My husband got the call on Easter, not me. This I think was the hardest. I don’t think she could have handled talking to me at that moment. She needed her sarcastic, goofy, patient dad to bring her back to reality. He didn’t tell me that day what she said because he also knew that I couldn’t handle it. Part of our family was missing on what has always been to me a very special family day. We’ve always matched for goodness sake. So all week long I had been telling myself that seasons change and I would get through this.
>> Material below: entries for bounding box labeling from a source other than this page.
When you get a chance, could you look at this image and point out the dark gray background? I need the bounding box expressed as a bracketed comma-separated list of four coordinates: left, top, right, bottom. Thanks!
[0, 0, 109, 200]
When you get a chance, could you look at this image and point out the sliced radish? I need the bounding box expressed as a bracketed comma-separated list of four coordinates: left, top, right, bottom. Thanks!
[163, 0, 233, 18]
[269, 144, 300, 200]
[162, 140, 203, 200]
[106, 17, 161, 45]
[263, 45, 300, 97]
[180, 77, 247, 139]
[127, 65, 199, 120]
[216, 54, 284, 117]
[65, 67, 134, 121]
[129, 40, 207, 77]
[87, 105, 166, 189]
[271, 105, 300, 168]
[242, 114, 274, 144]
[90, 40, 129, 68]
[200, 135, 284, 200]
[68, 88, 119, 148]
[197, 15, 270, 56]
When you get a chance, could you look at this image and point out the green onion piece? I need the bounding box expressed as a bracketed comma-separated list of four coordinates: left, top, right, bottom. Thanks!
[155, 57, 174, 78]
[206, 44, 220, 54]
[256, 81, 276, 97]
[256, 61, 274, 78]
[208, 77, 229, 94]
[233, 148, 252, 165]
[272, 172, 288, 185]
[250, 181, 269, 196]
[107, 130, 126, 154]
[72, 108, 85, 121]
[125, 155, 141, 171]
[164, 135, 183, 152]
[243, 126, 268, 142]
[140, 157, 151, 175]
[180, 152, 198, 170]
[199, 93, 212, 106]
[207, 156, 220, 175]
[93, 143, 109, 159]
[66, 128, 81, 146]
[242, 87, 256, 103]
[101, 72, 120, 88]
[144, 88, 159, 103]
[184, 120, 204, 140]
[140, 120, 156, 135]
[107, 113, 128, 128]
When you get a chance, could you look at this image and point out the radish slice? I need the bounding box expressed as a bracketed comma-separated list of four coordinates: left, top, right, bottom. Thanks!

A new season is just different – and different can actually be great. So Ben kept what she said from me. When he handed me the phone, and I got to talk to her, she sounded fine. Not the homesick girl she had been moments before. She sounded not just fine – she sounded happy. Her holding it together actually helped me. That’s when I realized, she really can handle this. She really is ready to be an adult.
The next day when I commented on how amazed and proud I was that she had gotten through Easter as seamlessly as she had, my husband told me what she had said the day before. “I’m really homesick. I’m missing all of you. This is so hard.”
I’m so glad he was able to answer those comments. I’m so glad it didn’t have to be me. I’m so glad she was smart enough to call her dad. She knew what she needed. She knew what he needed. She knew what I needed.
Knowing that she has matured enough to make the right decision about who to call when she has a particular problem, makes me realize she’s done it. She’s passed the test with flying colors.
I know I’m going to enjoy this summer with her home. When she left us, she was a little unsure, but she had a big dream. She was hoping she had it in her. We were hoping she had it in her. Now we all know – she’s got what it takes.